- BIT/MIT and Corporate Structure : from the Comparison between CJK Investment Treaty and Cross-Strait Investment Agreement in view of P to G disputes resolution
- July 17, 2014
- Law Firm: Lee Tsai Partners Attorneys-at-Law - Taipei Office
The government of China, Japan and Korea entered into a multilateral investment treaty on May 13, 2012 (the "CJK MIT" ), which came into effect on May 17, 2014 and replaces the existing 1989 bilateral investment treaty (the "BIT") between China and Japan and the 2007 BIT between China and Korea. Taiwan and China also entered into the Cross-Strait Bilateral Investment Protection and Promotion Agreement (the "Cross-Strait IA") on August 9, 2012.
Both CJK MIT and the Cross-Strait IA seek to protect the investment in the territories of another contracting party with generally similar contents. The prominent difference can be found in the measures for resolving disputes between investors and governments (the "P to G disputes") under the two regimes. In general, the P to G disputes primarily emerge from the conditions of fair treatment and expropriation (including economic impact on investment value). A comparison of the dispute resolution measures of the two regimes helps clarify opportunities for effective and fair resolution of disputes when they arise and can serve as reference for corporate structure to invest in China.
- Comparison of dispute resolution measures
Article 13 of the Cross-Strait IA provides that if an investment dispute of P to G cannot be resolved by negotiation, the dispute should be resolved in the following manners: (1) mediation coordinated by the superior government, (2) referral to the Cross-Strait Investment Dispute Resolution Agency for mediation, and (3) resolution via administrative remedies or judicial proceedings in the local competent court. This shows that this regime resolves P to G disputes by way of mediation or litigation conducted under the jurisdiction of the government.
In comparison, Article 15 of the CJK MIT provides that if the disputes cannot be negotiated and resolved in four months, and had completed the administrative procedure of remedy, the disputes can be referred to (1) the local competent court in the place where the investment is made, (2) arbitrated in accordance with the ICSID Convention, (3) arbitrated in accordance with the UNCITRAL Arbitration Rules, or (4) arbitrated in accordance with other arbitration rules subject to the agreement of the contracting parties in dispute. This indicates that this regime resorts to international arbitration to resolve P to G disputes.

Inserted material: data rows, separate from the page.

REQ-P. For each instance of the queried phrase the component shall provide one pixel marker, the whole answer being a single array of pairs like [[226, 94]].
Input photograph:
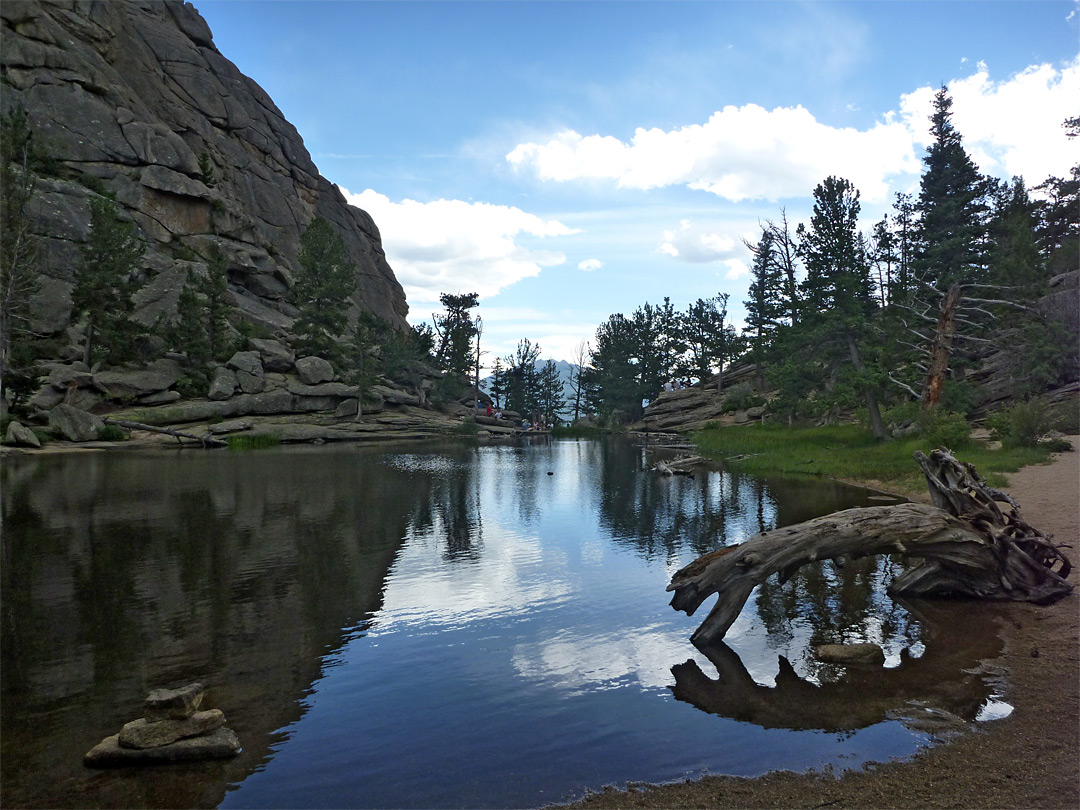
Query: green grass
[[566, 431], [849, 451], [259, 442]]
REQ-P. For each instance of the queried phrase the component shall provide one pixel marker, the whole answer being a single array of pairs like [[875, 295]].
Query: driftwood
[[205, 441], [967, 544]]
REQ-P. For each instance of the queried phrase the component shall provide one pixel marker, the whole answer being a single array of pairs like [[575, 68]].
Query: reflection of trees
[[450, 507], [945, 676], [669, 515], [126, 571]]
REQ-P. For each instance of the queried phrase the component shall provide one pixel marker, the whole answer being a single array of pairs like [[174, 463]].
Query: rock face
[[135, 99]]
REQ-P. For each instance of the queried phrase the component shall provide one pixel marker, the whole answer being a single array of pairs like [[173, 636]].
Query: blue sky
[[571, 160]]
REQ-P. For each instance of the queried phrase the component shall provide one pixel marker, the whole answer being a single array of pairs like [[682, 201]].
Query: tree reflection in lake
[[377, 622]]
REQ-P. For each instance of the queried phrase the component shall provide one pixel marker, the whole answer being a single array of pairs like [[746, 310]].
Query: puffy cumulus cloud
[[741, 152], [697, 244], [737, 269], [1011, 126], [451, 245]]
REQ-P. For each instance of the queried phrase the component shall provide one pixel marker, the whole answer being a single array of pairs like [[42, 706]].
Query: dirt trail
[[1030, 759]]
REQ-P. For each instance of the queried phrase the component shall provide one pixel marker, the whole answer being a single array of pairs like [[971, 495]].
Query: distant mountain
[[566, 372]]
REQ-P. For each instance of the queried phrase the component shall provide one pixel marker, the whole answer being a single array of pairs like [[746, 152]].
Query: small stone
[[850, 653], [177, 704], [219, 744], [224, 383], [142, 733]]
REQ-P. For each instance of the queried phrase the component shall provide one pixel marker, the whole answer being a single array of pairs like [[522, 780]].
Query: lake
[[441, 625]]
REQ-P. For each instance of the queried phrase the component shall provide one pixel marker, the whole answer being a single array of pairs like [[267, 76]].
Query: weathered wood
[[968, 545], [680, 466], [205, 441]]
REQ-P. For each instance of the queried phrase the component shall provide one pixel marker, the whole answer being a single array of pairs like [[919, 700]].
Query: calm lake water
[[426, 626]]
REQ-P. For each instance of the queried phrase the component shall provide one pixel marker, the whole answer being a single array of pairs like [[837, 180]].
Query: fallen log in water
[[205, 441], [967, 544]]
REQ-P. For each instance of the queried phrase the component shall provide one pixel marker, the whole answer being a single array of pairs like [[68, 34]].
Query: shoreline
[[1028, 759]]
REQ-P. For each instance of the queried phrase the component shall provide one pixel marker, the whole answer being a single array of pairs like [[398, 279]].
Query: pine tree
[[105, 281], [765, 306], [949, 233], [498, 385], [839, 294], [456, 331], [325, 281], [18, 246]]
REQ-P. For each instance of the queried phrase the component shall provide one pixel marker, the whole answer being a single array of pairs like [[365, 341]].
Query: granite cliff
[[134, 99]]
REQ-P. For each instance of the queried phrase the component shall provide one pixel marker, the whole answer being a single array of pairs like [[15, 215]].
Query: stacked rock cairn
[[172, 730]]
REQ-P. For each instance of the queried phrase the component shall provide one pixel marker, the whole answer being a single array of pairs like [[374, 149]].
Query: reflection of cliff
[[126, 572], [944, 676]]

Different dispute resolution approaches have their advantages. Mediation seeks to offer compromise proposals for both parties to give in the purpose of a win-win outcome. However, this runs the risk of failure of mediation, unenforceable mediation results, and the dreadful cost of time in delay. On the other hand, arbitration seeks to acquire a legally-binding award on the disputes between the parties via the arbitration tribunal constituted by impartial third parties. With the assurances under the Convention on the Recognition and Enforcement of Foreign Arbitral Awards (also known as "New York Convention"), the arbitral awards are usually enforceable. In addition, the UNCITRAL Arbitration Rules provide that the disputing parties can also settle their disputes and, with the approval of the arbitration tribunal, a consent award can be rendered. Thus, arbitration also has the advantage of mediation.
In the future, when Taiwan restarts negotiation with China for the Cross-Strait IA, the experience from CJK MIT can be referenced to incorporate arbitration as a means of dispute resolution so that the Taiwan investors can enjoy more comprehensive protection. In the choice of arbitration rules, although Taiwan is not a signatory to the ICSID Convention and the International Center for Settlement of Investment Disputes (ICSID) may not support the proceedings of arbitration, still the new Cross-Strait IA can adopt the UNCITRAL Arbitration Rules and stipulate the terms of composition of the arbitration tribunal, the appointment of arbitrators and supplemental arbitration matters.
- Reference for Corporate Structure
In general, the protection of Taiwan investors in China has been greatly improved. Dispute resolution by way of mediation is effective in most circumstances. However, if the investors still intend to handle subsequent investment disputes with governments by way of arbitration, the room for flexibility in the choice of investors needs to be created as such.
Not only CJK MIT, Cross-Strait IA or other MIT/BIT, the definition of investor is not limited to natural persons and often includes juristic persons, such as corporate, set up in the contracting country. For example, even when the shareholders of a corporate are natural persons in Taiwan, if the corporate was set up under Japan or Korean law, his/her investment in China will be protected under the CJK MIT. Thereupon, the MIT/BIT can be factoring into the arrangement of corporate structure. Nonetheless, please be noted, there is no immutable choice of nationality of corporate to invest in China. The corporate structure should be considered with all kinds of international treaties/agreements with China on industries, taxation and investment protection as well other commercial factors.